Section 5 - Lazy Deletion

4B.5.1 Lazy Deletion

An example of an additional member that can simplify algorithms is the inclusion of a boolean deleted member in a node class. This member would be set to true if the node has been remove()-d from the tree. As you have no doubt noticed, removal is one of the hardest parts of a tree ADT. If a fast removal is essential, one can use the proposed deleted member to completely resect this aspect of the problem by simply searching for the node and, if found, setting deleted = true. Clearly this will affect other algorithms like find() and insert(). However, in some cases, it actually speeds up those methods For example, if you attempt to insert() a node that is already there, but is marked deleted, all you have to do is change the deleted member back to false! This technique is called lazy deletion.

In lazy deletion, there would have to be a garbage collection mechanism that allows the client programmers the ability to prune all the deleted nodes from the tree - to really get rid of them. This does not have to be a fast function, though, since the idea is it would only be used when the system was off-line or in a non-critical state.
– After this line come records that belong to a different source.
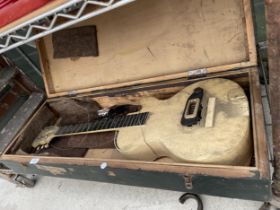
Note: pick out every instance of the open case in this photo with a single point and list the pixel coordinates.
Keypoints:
(147, 49)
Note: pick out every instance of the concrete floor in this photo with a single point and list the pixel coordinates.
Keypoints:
(59, 194)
Here are a couple ideas:

Traverse the tree, looking for nodes that have deleted == true. When found, apply the real ("hard") remove().
Create a second, empty tree. Then traverse the old tree, stopping only at non-deleted nodes, and when found, add them to the new tree.
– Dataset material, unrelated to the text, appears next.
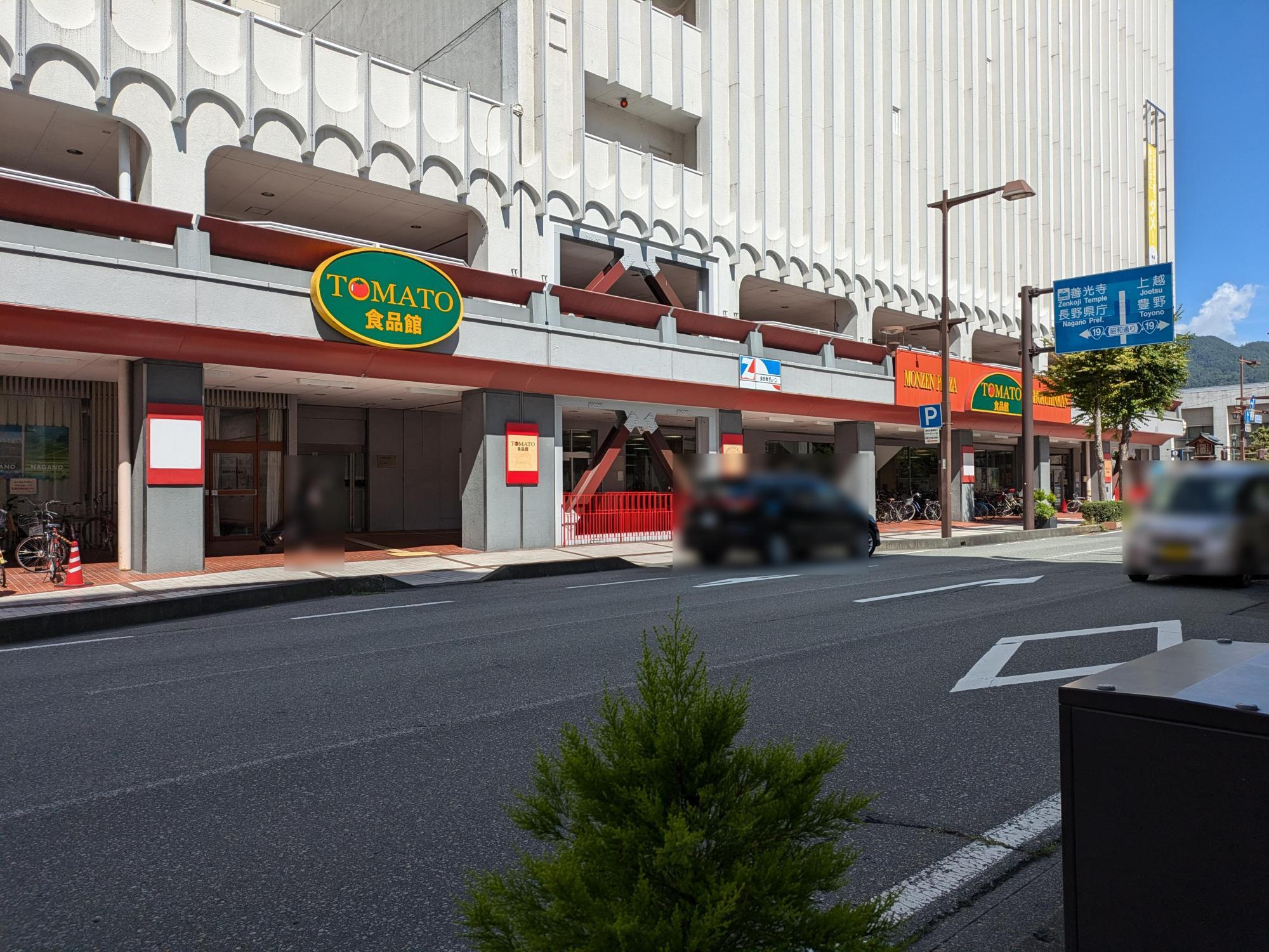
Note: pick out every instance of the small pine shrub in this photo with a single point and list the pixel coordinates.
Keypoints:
(1110, 511)
(659, 831)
4B.5.2 Some Things Required of Lazy Deletion

Lazy deletion isn't all that lazy. It trades the complexity of removal with some new complexities in other methods that have to cope with the possibility that some of the nodes still hanging in the tree are "stale". Here are a few potential treacheries that must be negotiated when implementing lazy deletion:

The tree node type has to be adjusted to accommodate the new bool deleted member. This is short, but you cannot skip the smallest detail or nothing will work.
Methods like find(), findMin(), operator=(), etc. must be tweaked to allow for the, now, two different ways that a node is deemed to be "not really there".
Garbage collection must be implemented carefully, and it must be thoroughly tested.
The old version of remove() will probably still need to be included in some form as a private utility for use by garbage collection -- assuming garbage collection is not handled by just building an entirely new tree. It should be renamed something like removeHard() (for "hard removal" in contrast to the new "soft removal" that our lazy remove() effects). removeHard() cannot be just a renamed method - it requires some tinkering.

You now have a taste for what this course is like, having immersed yourselves in a totally new data structure, the tree, from top to bottom. However, to complete the experience, you'll need to see how we apply an algorithm, called balancing, to our tree data structure to make it more efficient. This is very exciting stuff and will take us to the forefront of computer science algorithms. We'll get a glimpse of what researchers are actually doing, even today, in an attempt to make trees as fast a data structure as possible. After some great fun with this week's assignment, you will get to see what this is all about.